Where do the linker look for shared libraries?
Dan Nelson
dnelson at allantgroup.com
Wed Mar 2 12:55:33 PST 2005
In the last episode (Mar 02), Andreas Davour said:
> On Wed, 2 Mar 2005, Dan Nelson wrote:
> >In the last episode (Mar 02), Andreas Davour said:
> >>I've tried to compile and link a small game written with the
> >>Allegro API. For some odd reason the linker just don't understand
> >>how to resolve the symbols in the library. It just can't accept
> >>that the library is in a ".so" file and not an ".a" archive, and
> >>even when I point it out explicitly it still don't get it.
> >>
> >>This is my commandline:
> >>
> >>gcc main.o rotoAction.o rotoCog.o -o RotoCube.exe -lstdc++ -L/usr/local/lib/ -lalleg
> >>
> >>and the errors I get looks like this:
> >>
> >>/usr/local/lib//liballeg.so: undefined reference to `_poly_zbuf_atex_trans8'
> >>/usr/local/lib//liballeg.so: undefined reference to `_poly_scanline_atex_mask_lit32'
> >
> >This is the linker saying "there are symbols in liballeg.so that I
> >cannot find anywhere". Maybe you need to specify another library
> >along with liballeg? Are you using the allegro port?
>
> I have grep'ed for those symbols and they come from liballeg.so, no
> place else. That's one of the very confusing things with those errors.

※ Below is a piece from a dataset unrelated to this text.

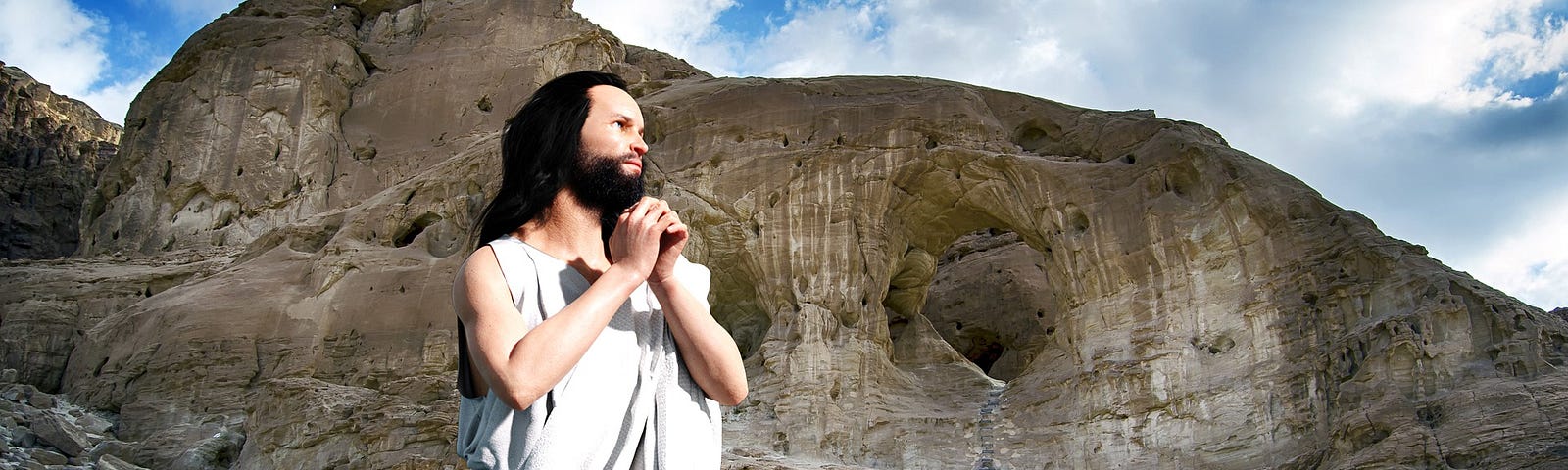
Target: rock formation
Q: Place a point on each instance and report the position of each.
(51, 153)
(886, 251)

A web search on "undefined reference _poly_zbuf_atex_trans8" comes up
with a couple hits, including a post that says you need to use the
allegro-config command to determine the correct flags and libraries to
link allegro. What does "allegro-config --libs" print? The demo
programs built by the allegro port must work, so you could always build
the port again and determine what flags it used.
> I'm using the allegro port. BTW, there is a linux-allegro port as well.
> Why is this needed if Allegro is a platform independant API?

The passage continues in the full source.